The agenda for the Feb. 27, 2019, meeting of the West Contra Costa Unified School District Board of Education is now online. Here are two highlights.
 
First, the board may adopt in closed session a final trustee area map that the public has not yet seen. This map will be used to determine who can run for school board and who can vote for them.

As a black man, civil rights attorney, and student of American history, I am strongly opposed to public officials making decisions about voting rights behind the closed doors of power.
 
Moreover, the fact that board leadership and the superintendent would even consider doing this during Black History Month or the coming Women’s History Month is highly offensive in my opinion. Blacks, women, and their allies have literally died for the right to vote.
 
In “Give Us the Ballot,” the late Rev. Dr. Martin Luther King, Jr., said, “So long as I do not firmly and irrevocably possess the right to vote I do not possess myself. I cannot make up my mind — it is made up for me. I cannot live as a democratic citizen, observing the laws I have helped to enact — I can only submit to the edict of others.”

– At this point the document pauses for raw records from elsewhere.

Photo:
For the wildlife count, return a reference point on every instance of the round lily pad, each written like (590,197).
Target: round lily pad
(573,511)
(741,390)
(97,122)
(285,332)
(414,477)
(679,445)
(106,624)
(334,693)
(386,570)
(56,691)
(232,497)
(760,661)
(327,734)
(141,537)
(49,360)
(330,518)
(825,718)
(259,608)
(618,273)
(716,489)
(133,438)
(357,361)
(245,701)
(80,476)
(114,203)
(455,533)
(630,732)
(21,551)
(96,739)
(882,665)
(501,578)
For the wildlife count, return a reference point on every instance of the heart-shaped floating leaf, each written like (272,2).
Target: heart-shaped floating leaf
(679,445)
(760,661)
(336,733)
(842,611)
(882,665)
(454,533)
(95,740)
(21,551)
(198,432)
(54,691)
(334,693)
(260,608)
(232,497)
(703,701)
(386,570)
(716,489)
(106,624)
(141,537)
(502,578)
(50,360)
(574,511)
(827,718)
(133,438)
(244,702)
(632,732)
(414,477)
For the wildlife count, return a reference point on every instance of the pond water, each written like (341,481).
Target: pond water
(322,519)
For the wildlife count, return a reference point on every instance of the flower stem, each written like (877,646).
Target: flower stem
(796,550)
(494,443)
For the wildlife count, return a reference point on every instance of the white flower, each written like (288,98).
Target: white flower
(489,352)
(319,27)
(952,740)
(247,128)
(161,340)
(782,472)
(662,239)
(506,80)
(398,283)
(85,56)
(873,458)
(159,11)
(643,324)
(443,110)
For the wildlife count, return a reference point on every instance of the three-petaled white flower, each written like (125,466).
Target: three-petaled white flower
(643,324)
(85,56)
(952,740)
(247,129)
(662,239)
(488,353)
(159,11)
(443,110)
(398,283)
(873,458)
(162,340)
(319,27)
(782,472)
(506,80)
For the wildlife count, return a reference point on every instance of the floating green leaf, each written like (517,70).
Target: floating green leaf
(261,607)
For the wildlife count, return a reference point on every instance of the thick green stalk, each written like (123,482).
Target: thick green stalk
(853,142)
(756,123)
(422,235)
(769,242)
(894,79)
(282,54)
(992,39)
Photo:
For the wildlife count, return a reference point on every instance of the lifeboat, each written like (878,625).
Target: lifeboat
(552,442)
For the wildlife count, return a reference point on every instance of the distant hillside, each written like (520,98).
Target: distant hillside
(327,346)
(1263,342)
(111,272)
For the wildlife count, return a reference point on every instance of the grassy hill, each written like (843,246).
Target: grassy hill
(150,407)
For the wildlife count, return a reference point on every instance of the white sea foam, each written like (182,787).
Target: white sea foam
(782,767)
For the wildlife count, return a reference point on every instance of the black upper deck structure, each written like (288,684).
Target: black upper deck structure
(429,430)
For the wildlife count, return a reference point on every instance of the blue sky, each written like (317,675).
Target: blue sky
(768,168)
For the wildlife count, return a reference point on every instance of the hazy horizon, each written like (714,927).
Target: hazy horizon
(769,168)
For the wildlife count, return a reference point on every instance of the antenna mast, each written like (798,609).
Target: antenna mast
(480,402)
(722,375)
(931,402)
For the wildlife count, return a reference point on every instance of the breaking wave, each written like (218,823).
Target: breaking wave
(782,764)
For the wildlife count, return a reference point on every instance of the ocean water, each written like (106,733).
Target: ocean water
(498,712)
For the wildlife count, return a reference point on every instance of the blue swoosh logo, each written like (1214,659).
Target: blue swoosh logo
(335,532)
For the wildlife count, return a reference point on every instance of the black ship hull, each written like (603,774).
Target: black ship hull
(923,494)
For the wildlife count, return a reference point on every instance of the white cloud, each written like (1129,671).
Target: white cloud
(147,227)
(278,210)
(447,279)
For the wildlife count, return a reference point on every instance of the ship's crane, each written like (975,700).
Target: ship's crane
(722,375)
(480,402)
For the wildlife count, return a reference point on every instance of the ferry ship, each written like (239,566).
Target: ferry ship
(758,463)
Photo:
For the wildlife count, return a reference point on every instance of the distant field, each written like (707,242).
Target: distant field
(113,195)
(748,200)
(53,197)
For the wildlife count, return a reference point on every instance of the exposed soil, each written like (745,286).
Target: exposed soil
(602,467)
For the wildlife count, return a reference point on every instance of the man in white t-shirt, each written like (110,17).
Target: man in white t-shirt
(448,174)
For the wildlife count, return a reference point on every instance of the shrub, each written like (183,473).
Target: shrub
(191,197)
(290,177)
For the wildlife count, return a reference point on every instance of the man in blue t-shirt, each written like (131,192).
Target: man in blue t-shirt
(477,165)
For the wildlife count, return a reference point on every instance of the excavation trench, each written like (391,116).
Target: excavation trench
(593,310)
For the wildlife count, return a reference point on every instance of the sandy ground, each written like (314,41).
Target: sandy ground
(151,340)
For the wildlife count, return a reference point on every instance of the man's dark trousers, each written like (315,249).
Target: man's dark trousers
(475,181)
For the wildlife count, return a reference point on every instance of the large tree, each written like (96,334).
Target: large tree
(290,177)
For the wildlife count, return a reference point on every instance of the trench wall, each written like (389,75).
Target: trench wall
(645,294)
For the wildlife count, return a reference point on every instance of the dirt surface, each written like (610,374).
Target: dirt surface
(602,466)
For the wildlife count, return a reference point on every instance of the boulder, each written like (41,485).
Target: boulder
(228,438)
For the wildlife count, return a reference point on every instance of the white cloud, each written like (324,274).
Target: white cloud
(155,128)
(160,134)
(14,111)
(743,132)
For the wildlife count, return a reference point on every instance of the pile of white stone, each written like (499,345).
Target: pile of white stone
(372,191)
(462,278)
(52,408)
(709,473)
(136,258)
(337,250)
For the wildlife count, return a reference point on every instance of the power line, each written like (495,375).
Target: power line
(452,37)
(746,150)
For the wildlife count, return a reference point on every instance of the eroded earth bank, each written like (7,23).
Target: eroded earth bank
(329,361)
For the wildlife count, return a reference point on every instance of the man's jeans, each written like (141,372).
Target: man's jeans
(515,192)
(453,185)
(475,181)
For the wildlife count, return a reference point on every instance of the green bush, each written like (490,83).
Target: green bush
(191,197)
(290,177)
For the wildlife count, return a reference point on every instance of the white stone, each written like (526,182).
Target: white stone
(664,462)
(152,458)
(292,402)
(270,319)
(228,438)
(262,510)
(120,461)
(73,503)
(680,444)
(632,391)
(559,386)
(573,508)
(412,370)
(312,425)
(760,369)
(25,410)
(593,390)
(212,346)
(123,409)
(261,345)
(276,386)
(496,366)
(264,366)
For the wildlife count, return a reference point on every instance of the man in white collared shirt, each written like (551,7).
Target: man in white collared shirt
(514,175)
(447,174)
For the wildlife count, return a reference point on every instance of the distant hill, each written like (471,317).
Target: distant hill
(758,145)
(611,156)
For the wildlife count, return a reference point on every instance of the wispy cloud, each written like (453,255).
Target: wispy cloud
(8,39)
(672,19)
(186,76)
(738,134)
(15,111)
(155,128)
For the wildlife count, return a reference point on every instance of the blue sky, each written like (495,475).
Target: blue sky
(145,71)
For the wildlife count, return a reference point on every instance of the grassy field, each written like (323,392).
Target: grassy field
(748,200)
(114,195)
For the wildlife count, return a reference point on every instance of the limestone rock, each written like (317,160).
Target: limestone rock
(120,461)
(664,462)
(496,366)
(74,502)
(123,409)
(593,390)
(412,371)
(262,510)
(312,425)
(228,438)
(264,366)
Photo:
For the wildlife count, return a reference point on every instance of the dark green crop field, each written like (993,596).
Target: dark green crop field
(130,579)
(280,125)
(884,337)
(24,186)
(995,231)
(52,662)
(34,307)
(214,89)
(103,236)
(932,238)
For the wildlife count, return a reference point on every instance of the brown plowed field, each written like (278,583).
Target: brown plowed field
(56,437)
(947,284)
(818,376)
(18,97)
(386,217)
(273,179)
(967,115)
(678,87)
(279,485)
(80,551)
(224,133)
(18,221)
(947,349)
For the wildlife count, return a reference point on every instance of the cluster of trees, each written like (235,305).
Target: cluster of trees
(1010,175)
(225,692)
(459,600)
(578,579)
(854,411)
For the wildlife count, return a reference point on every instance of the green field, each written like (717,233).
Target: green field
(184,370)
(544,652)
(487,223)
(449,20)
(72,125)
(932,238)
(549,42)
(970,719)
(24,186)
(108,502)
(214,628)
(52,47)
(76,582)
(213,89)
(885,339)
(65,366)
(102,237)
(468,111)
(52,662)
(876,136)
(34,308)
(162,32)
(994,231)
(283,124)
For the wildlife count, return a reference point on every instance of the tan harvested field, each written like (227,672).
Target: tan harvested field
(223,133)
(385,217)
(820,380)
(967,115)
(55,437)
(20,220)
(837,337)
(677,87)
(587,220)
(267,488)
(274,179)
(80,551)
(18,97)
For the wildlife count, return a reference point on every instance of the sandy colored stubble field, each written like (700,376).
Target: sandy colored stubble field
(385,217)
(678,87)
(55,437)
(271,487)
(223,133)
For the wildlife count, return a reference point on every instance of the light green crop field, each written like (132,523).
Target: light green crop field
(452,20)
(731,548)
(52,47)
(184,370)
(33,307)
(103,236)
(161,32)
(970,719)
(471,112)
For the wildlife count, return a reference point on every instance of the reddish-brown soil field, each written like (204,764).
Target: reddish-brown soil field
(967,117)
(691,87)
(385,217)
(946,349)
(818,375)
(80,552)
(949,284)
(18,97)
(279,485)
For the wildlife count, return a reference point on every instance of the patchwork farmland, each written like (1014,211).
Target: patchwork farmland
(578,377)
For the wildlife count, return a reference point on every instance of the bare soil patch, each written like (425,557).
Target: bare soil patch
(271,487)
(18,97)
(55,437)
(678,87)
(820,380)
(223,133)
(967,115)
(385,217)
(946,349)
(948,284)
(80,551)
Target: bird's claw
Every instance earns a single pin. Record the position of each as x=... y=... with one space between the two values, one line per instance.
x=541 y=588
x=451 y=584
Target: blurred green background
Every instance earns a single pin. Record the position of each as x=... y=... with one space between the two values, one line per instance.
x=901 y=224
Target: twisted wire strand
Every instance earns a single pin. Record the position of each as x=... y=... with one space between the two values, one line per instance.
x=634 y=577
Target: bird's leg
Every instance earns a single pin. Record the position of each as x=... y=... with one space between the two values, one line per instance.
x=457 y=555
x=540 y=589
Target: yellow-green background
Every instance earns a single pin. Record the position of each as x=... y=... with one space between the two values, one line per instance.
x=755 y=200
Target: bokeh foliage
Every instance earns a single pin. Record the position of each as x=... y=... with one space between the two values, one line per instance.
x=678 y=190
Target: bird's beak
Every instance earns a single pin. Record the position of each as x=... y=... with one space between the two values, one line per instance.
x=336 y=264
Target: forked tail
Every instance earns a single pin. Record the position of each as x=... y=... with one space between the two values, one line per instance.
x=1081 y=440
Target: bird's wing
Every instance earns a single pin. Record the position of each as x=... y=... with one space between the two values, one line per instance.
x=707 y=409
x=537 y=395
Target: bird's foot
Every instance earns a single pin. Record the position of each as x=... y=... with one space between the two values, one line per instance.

If we are to be found worthy of the legacy of the Reconstruction period, the Civil Rights Movement, and the Woman Suffrage Movement, we must be willing to speak out against attacks on the right to vote by liberals and conservatives alike with equal soul force.
 
Second, the board may vote on competing resolutions in support of a statewide moratorium on charter schools. At the last board meeting, trustees Consuelo Lara and Valerie Cuevas introduced a resolution calling for a statewide moratorium on charter schools. Since then, trustees Tom Panas and Stephanie Hernandez-Jarvis have introduced a second resolution.

Meanwhile, I have gone on record in support of adopting the Los Angeles Unified School District resolution on charter schools and a separate package of board policies that are considered by district staff to be best practices in charter school oversight.

It will be interesting to see where the board ultimately lands on these important issues.